Conheci Marlos Nobre visitando meus pais no Brasil, por volta de 1980, no Rio. Ele estava na Rádio MEC, à frente de um projeto de reestruturação para a Sinfônica Nacional. Achou que eu poderia colaborar, e, logo que voltei definitivamente ao país em 1982, fui ao seu apartamento e de sua esposa, Maria Luiza Colker Nobre, excelente pianista. Marlos estava se retirando do projeto, atropelado pela imensa burocracia brasileira. Porém, nossa amizade começara musicalmente, como não poderia deixar de ser: colaborei para a edição e estreei em Boston, em 1981, seu “Desafio IV para Contrabaixo e Piano”. Obra bastante complexa, demandou-me estudo dedicado. Na plateia, o saudoso Steven Brewster, então spalla (solista de naipe) dos contrabaixos da Sinfônica Nacional de Washington de Rostropovich: “foi uma das melhores coisas que ouvi nos últimos 20 anos!”.

Nobre é diretor artístico infatigável da Orquestra Sinfônica do Recife, talvez a mais antiga do Brasil em trabalho contínuo, 82 anos de vida! O conjunto foi criado com a participação de Ernani Braga (1888-1948) e o maestro Vicente Fittipaldi. Teve entre seus regentes Eleazar de Carvalho, que ousou avançar no repertório, seguido por seu assistente, o saudoso Eugene Egan, que o substituiu, maestro e violinista, com quem tive o prazer de tocar em um grupo de câmara. O Nobre regente de hoje retoma a linha de trabalho de crescimento da orquestra, e faz um trabalho de formiga até no verão, mas com fôlego de gigante. Ergueu o grupo, e graças ao seu carisma tem projetado a Sinfônica do Recife como um novo paradigma de crescimento musical no país. Lembro-me de Eleazar de Carvalho afirmando que uma orquestra não se faz em dez anos, mas em cem. Marcará época.

A casa da orquestra é o famoso Teatro de Santa Isabel, projeto neoclássico de grande beleza do francês Louis Léger Vauthier que completa este anos 165 de existência, um dos mais belos e imponentes prédios do Império. Bem mais antigo do que os grandes Colón de Buenos Aires (1908) e os municipais do Rio (1909) e São Paulo (1911), além do famoso Palais Garnier (Opera de Paris), de 1875. Já recebeu Carlos Gomes, a bailarina Anna Pavlova, Jasha Heifetz e muitos outros. Ter uma casa como essas ajuda a Sinfônica do Recife a crescer em sonoridade, com a acústica incomparável das grandes construções antigas.

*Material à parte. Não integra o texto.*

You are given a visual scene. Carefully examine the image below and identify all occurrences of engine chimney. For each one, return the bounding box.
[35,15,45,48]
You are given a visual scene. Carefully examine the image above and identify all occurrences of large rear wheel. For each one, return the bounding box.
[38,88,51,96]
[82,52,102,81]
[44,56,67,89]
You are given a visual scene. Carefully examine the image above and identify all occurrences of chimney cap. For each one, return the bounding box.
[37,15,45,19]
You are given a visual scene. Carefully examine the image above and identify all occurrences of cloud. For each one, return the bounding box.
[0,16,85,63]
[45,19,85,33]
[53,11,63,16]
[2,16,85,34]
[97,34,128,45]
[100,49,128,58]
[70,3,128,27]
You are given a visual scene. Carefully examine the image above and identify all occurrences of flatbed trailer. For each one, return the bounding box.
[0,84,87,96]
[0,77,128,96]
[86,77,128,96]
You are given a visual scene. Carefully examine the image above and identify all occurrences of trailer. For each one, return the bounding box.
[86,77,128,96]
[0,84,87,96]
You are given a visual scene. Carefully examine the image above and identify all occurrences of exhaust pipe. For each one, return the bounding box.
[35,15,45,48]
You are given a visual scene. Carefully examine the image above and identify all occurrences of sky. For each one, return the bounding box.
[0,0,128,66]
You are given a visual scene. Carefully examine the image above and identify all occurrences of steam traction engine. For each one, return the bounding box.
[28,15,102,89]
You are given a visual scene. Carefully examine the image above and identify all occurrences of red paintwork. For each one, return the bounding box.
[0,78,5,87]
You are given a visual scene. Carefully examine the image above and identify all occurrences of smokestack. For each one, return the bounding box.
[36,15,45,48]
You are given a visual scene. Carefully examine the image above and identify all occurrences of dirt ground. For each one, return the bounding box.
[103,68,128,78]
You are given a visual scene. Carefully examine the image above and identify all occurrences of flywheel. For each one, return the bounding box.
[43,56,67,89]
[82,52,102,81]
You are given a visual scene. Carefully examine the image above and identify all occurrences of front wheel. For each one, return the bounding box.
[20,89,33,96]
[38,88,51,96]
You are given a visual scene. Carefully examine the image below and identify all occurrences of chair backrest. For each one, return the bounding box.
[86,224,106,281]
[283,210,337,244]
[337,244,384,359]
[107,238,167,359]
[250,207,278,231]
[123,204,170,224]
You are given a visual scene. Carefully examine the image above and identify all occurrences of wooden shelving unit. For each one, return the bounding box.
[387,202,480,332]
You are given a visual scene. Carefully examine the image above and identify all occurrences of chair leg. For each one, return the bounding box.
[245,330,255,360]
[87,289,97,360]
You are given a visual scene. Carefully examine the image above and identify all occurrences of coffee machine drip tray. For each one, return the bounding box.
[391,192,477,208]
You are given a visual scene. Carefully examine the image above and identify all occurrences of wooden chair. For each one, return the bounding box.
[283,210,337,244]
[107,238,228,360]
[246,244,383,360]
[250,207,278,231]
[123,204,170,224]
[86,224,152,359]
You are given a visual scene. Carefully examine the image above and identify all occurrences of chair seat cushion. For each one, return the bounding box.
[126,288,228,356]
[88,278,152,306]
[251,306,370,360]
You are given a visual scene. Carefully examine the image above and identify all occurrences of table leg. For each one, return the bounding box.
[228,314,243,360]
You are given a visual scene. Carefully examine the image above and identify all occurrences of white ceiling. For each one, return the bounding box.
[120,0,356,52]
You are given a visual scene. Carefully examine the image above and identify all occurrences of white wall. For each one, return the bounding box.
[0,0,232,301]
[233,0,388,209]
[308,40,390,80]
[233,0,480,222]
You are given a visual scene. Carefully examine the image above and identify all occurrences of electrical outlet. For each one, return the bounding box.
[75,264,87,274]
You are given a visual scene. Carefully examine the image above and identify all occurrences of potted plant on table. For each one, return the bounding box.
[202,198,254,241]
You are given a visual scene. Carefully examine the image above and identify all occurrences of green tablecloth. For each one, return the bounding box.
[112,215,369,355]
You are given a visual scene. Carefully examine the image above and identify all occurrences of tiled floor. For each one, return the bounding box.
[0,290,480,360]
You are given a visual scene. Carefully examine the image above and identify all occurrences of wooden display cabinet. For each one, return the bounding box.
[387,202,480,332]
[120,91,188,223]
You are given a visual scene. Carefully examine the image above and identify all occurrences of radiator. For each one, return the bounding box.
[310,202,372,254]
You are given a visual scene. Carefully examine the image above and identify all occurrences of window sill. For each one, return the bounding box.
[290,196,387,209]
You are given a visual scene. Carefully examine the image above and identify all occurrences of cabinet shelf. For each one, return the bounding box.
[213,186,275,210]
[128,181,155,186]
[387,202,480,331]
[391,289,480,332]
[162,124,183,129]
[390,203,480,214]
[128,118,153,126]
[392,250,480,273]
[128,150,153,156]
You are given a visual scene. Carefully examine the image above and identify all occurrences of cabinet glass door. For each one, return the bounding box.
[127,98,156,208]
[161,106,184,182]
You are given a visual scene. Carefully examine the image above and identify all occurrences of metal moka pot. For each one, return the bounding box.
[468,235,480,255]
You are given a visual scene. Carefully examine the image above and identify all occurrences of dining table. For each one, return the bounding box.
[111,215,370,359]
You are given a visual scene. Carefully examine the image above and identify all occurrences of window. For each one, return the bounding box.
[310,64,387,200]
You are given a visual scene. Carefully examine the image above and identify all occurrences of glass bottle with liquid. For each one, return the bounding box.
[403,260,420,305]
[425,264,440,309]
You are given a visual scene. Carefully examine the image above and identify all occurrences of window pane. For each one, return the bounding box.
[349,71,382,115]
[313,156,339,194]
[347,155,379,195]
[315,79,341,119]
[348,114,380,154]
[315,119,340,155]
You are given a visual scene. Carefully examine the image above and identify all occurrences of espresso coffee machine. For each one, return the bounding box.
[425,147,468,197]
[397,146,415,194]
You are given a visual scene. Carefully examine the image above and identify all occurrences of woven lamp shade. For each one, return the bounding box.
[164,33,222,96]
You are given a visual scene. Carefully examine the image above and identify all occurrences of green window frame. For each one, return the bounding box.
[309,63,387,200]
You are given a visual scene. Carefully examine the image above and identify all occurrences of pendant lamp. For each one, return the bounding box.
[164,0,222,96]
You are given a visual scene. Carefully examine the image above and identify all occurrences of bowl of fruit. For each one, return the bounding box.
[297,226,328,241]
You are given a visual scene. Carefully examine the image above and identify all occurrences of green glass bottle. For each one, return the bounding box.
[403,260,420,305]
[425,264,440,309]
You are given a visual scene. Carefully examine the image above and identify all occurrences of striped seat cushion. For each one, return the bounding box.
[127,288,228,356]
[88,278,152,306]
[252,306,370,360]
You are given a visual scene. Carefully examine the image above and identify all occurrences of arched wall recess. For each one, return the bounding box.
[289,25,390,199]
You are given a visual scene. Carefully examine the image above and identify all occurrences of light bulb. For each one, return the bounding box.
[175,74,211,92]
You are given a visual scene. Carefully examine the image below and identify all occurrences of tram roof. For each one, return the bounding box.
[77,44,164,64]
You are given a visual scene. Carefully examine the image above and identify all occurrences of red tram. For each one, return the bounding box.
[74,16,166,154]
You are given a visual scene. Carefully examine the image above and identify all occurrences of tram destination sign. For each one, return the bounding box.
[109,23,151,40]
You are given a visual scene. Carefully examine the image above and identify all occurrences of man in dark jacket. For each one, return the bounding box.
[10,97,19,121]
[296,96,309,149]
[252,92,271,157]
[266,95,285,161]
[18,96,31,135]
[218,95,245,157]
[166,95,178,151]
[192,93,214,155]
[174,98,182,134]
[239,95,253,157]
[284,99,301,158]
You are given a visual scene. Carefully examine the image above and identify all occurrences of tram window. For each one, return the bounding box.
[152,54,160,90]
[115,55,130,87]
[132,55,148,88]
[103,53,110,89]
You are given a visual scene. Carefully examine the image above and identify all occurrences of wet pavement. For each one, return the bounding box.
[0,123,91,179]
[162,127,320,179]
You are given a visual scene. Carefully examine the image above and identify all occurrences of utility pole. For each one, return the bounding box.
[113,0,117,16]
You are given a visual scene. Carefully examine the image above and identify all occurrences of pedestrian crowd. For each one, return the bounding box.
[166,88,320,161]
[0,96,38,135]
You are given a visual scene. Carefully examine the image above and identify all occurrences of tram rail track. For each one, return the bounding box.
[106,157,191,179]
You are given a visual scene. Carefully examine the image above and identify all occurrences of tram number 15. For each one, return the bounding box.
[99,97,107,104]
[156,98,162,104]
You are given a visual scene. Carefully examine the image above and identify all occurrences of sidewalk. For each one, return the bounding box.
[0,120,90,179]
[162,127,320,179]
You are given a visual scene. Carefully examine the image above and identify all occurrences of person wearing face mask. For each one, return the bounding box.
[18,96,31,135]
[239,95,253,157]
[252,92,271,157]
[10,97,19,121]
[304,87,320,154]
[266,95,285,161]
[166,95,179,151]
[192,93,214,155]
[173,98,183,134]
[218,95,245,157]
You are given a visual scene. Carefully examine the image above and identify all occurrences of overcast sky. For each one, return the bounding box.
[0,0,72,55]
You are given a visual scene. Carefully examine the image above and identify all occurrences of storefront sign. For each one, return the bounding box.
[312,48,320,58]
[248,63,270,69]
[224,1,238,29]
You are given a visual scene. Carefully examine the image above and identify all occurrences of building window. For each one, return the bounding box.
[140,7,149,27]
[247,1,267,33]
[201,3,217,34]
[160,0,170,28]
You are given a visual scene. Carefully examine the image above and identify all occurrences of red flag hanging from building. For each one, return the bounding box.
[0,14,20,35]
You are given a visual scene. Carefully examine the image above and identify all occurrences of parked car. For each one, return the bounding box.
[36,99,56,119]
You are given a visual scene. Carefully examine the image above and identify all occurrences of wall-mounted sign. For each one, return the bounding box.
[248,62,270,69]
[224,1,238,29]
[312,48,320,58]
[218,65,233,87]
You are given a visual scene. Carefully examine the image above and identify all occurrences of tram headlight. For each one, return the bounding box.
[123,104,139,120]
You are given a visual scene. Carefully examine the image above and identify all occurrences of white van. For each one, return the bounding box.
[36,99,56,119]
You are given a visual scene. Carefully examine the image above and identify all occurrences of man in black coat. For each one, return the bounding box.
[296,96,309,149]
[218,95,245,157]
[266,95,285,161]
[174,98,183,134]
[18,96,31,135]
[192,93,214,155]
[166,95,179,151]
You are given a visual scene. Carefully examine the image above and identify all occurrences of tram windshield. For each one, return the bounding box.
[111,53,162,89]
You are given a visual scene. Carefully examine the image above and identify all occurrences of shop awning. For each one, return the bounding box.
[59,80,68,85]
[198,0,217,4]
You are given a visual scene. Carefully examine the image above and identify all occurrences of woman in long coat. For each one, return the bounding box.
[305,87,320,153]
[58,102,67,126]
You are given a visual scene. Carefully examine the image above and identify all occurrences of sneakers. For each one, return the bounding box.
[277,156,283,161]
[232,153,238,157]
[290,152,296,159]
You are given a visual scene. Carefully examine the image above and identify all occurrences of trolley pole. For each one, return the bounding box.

Marlos Nobre tem lutado por seu grupo como bom quixote, obcecado em dedicar-lhe de presente à terra que lhe foi mãe, e galgando todas as etapas para a melhor profissionalização da Sinfônica. Do último dia 16 de novembro, encerrou a temporada de 2016 com sua Passacaglia para grande orquestra e a imponente “Sétima Sinfonia” de Beethoven. Antes disso, porém, foi em pessoa batalhar por uma ajuda de custo que elevasse o salário dos músicos a um patamar mais digno, o que neste momento de crise é tarefa para um mestre tanto no pódio quanto na articulação dos bastidores e coxias. Porém, com o legado cultural da cidade, toda a cultura herdada dos anos holandeses e sua vocação artística, ainda conseguiu, no dia 9 de novembro, a aprovação da Comissão de Legislação e Justiça do projeto de lei que beneficia seus músicos. O relator, Raul Jungmann, afirmou que a orquestra exerce um papel fundamental na formação da sociedade não só de Recife, mas de todo o Brasil.

É preciso ser mais do que um grande compositor, um mestre, há que se compartilhar a arte de ser nobre e tornar-se exemplo para todo o país. “Noblesse oblige”.